Leon Cooperman is a lighting rod for the loathed “hedge fund manager” and the vilified “1%”. To some, that means he should be waterboarded before his hanging. To others, he symbolizes the reason that the American financial system was once the envy of the world. Either way, it’s hard to imagine a more politically charged target than Leon Cooperman.

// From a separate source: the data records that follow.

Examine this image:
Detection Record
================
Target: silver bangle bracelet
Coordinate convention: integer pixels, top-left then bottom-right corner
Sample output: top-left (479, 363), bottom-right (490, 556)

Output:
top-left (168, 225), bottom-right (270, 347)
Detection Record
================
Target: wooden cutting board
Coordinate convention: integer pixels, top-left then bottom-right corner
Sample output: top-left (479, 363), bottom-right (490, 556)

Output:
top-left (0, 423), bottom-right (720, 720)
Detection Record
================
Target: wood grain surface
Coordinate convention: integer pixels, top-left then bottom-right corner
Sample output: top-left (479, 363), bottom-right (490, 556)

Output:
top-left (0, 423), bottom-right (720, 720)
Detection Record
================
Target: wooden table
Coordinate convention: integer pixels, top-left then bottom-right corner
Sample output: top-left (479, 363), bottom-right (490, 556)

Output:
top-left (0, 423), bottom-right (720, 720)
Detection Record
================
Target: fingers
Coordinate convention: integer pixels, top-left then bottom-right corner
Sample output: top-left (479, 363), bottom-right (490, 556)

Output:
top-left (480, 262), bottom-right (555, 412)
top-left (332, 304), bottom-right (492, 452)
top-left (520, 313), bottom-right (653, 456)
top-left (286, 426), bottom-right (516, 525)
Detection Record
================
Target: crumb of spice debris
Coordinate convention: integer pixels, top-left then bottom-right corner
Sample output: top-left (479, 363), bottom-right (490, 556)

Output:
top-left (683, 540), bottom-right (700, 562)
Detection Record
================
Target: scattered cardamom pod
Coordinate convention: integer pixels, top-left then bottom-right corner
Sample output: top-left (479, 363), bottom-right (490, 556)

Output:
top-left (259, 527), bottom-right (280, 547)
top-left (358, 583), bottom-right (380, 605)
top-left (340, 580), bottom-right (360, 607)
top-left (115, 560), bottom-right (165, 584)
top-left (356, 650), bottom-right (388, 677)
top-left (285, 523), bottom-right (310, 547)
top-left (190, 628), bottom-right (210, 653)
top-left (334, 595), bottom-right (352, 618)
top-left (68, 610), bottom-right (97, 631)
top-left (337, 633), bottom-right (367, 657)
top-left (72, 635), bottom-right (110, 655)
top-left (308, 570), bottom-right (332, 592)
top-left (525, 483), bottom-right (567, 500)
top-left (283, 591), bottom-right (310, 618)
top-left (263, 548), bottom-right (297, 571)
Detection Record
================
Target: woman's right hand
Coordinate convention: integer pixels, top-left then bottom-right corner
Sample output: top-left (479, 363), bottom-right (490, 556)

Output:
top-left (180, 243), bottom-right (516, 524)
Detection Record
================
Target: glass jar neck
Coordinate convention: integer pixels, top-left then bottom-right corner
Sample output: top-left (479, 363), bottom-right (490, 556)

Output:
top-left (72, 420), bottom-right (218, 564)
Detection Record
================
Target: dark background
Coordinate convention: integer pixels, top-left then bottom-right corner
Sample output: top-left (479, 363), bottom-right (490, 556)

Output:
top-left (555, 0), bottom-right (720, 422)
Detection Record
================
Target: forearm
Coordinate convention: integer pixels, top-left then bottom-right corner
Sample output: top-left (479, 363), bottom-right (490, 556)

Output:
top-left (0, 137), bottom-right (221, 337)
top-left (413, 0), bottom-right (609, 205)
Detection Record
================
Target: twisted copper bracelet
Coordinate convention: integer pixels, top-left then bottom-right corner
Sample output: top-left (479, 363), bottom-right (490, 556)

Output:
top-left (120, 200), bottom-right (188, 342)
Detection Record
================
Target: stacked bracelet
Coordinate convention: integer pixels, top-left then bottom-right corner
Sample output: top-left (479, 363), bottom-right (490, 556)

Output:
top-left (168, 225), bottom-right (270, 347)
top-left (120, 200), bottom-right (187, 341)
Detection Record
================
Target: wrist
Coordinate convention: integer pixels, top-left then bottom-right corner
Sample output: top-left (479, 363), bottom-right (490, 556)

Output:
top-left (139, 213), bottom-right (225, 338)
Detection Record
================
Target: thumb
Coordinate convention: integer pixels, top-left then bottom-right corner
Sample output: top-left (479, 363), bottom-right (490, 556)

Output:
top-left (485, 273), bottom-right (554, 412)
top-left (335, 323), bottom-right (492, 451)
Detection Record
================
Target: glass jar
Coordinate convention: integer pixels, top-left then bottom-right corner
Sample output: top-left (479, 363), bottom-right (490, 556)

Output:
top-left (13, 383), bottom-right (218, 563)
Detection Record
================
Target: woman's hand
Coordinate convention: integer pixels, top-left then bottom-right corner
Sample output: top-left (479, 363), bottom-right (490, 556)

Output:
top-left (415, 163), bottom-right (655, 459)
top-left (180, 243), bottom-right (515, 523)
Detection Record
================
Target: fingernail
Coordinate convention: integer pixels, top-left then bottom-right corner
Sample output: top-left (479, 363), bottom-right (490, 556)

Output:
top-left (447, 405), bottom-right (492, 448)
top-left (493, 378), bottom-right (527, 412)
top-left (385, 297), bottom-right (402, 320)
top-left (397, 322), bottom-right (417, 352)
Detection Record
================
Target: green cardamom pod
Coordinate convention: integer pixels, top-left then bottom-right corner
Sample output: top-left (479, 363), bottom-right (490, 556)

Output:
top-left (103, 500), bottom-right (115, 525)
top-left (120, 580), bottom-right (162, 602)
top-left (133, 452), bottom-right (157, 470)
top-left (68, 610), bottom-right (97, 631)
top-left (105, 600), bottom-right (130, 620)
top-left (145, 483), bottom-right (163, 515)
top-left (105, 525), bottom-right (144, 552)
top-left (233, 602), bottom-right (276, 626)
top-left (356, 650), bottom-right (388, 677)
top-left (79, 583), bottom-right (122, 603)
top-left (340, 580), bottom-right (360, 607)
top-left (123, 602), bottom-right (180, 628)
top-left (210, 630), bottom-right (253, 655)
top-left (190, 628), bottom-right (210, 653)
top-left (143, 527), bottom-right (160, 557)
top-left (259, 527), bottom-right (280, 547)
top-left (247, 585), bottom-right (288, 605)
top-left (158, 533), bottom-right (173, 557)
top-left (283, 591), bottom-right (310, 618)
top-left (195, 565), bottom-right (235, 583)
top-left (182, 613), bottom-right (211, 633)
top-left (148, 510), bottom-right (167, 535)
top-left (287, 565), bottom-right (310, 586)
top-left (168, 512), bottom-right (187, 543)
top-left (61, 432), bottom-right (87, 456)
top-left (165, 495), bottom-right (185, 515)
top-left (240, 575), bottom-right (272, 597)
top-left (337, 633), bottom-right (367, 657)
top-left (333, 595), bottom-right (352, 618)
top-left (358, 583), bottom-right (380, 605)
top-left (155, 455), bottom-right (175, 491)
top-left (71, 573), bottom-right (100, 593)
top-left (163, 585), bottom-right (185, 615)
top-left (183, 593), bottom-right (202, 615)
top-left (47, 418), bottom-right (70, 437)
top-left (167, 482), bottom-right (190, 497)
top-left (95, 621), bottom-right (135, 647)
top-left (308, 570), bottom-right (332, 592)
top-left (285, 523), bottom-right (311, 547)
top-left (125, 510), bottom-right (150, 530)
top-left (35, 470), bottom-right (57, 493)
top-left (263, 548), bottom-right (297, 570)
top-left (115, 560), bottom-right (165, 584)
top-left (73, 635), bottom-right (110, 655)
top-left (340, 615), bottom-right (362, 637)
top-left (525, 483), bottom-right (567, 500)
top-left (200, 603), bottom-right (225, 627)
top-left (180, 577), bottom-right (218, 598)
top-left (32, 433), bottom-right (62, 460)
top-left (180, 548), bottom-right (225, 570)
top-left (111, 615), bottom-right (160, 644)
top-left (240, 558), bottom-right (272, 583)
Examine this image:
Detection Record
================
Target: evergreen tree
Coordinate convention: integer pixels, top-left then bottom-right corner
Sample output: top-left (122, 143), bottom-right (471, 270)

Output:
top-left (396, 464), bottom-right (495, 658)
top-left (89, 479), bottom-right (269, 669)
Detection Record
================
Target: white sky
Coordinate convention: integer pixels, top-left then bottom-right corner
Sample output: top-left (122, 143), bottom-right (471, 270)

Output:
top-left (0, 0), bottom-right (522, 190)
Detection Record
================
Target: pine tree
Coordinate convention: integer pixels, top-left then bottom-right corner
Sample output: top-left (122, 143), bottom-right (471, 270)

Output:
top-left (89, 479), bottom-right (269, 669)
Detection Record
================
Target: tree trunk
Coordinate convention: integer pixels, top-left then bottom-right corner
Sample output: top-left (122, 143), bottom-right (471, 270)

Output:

Maybe he is guilty. Maybe he is innocent. But the government wants to destroy him either way. And in the current scheme, there is virtually no limit on what the SEC can say and do to him as part of its “investigation.” I simply can’t overstate the case: The SEC is supposed to be in the fairness and honesty business, not in the win-at-all-costs prosecution business. The SEC has its own lawyers and its own judges; it handles its own appeals. That basically means that it can do whatever it wants, whenever it wants, to whomever it wants. Most prosecutors have checks and balances that prevent them from using every tactic they can dream up, but not the SEC. (The Justice Department is also involved in this one. We’ll see if it behaves any better. My bet is that he never recovers.)
The whole point of America is that there must be limits on the power of government, especially when it comes to using its power to investigate, prosecute and punish people for alleged wrongdoing.
Remember this: It doesn’t matter whether or not you like Leon Cooperman. Constitutional rights have no meaning if we aren’t willing to extend them to people we don’t like!